Georgia Nixon
2018: Ms Georgia Nixon, University of Auckland, has been awarded a Cambridge Rutherford Memorial PhD Scholarships research entitled: “Classical Complexity Verification of Quantum Computations.”
The microscopic quantum world is strange and counterintuitive. Nevertheless, uniquely quantum processes can be used to accomplish communication and information processing tasks that are impossible using only the rules of the day-to-day world. Our understanding and control of the quantum world has developed rapidly over the past ten years. However, we are still in our infancy in implementing quantum solutions for practical information processing tasks, such as secure communication through quantum cryptography and quantum algorithms.
Georgia Nixon from the University of Auckland has received a Cambridge-Rutherford Memorial PhD Scholarship to pursue a PhD investigating quantum complexity theory and its applications to quantum computing. Sitting at the intersection of computer science, physics and mathematics, quantum complexity theory examines the difficulty of problems based on models of what a computer algorithm is at a fundamental level, making full use of the laws of quantum mechanics. Ms Nixon will work with Professor Richard Jozsa, a world-leading academic in the Department of Applied Mathematics and Theoretical Physics at the University of Cambridge.

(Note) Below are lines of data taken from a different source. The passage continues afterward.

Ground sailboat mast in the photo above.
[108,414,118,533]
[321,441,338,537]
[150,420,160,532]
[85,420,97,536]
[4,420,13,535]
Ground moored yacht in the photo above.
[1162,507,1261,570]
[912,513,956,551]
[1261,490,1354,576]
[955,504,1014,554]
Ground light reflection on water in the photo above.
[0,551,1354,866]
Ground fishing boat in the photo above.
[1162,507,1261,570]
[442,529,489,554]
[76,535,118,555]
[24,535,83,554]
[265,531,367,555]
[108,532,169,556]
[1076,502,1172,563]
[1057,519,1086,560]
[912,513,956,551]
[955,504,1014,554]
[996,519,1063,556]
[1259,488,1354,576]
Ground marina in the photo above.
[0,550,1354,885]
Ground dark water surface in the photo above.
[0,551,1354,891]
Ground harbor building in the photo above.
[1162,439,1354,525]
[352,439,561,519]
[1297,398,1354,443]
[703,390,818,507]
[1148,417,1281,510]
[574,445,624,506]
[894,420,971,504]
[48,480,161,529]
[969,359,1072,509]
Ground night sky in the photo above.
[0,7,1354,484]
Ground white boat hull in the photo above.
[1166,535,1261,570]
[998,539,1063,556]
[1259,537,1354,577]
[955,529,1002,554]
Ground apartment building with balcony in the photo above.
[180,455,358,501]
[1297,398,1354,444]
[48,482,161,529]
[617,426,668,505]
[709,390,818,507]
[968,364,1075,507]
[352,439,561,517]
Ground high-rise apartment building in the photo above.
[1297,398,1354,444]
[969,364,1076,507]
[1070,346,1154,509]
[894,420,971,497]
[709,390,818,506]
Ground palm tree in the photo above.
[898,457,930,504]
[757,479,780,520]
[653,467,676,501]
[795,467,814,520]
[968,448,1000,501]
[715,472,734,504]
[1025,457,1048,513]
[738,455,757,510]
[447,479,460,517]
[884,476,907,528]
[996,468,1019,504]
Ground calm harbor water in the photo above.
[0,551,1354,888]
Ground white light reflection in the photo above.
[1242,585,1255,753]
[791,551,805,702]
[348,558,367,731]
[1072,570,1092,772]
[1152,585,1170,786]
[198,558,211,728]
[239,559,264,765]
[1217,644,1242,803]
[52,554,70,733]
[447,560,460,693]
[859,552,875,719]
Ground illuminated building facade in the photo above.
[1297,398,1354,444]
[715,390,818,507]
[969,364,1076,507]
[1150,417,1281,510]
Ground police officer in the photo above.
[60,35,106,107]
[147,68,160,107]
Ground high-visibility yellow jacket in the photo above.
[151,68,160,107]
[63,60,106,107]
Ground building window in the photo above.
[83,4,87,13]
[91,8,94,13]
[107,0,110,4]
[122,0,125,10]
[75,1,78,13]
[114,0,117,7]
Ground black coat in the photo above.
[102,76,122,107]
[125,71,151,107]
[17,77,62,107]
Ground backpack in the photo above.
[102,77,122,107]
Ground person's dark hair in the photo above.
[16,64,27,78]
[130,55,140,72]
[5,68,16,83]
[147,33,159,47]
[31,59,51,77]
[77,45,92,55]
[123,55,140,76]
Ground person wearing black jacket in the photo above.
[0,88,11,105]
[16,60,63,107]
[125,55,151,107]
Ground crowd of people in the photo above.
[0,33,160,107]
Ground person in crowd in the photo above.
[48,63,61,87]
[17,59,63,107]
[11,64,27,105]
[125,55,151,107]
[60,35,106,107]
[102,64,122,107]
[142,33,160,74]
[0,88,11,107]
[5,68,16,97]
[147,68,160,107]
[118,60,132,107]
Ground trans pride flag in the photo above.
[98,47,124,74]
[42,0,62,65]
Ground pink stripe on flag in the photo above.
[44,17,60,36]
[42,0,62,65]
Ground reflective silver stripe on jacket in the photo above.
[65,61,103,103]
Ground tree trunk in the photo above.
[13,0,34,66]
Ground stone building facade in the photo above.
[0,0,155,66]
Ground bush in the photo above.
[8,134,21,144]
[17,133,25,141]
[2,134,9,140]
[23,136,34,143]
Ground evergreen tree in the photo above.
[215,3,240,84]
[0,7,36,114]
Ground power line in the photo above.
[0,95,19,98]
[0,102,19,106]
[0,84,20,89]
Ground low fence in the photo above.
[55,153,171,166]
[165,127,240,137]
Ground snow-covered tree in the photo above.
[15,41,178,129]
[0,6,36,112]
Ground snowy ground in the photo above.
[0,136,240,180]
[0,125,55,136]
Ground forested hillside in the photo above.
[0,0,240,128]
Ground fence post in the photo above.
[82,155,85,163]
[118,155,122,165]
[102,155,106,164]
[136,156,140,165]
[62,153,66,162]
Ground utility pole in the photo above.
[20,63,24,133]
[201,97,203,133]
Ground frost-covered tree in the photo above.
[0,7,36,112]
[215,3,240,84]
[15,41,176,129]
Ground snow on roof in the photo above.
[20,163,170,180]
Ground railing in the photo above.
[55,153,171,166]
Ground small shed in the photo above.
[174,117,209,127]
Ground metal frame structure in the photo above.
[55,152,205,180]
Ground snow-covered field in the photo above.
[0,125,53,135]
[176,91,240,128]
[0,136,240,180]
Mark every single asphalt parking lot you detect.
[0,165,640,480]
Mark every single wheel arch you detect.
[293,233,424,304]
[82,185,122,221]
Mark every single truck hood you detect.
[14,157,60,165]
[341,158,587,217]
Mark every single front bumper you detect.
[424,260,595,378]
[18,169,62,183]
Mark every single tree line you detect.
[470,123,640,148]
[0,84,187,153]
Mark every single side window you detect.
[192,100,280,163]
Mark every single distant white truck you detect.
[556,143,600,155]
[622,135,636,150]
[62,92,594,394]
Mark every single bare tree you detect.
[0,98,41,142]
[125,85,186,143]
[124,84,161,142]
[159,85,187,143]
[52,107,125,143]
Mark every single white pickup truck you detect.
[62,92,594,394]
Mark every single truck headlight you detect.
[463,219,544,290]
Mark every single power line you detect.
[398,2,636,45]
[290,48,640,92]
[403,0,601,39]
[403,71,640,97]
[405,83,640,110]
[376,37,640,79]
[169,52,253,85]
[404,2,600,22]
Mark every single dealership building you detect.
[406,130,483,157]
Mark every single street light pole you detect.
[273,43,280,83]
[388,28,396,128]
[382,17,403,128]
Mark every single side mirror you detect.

Understanding how problems are collected into groups of equivalent difficulty for a quantum computer – the so-called “complexity classes” – will help aid the development of a new era of extremely fast quantum computers. The results will help understand the capabilities and limitations of quantum computers, and how they might better simulate systems in nature, like the human brain or quantum chemistry reactions.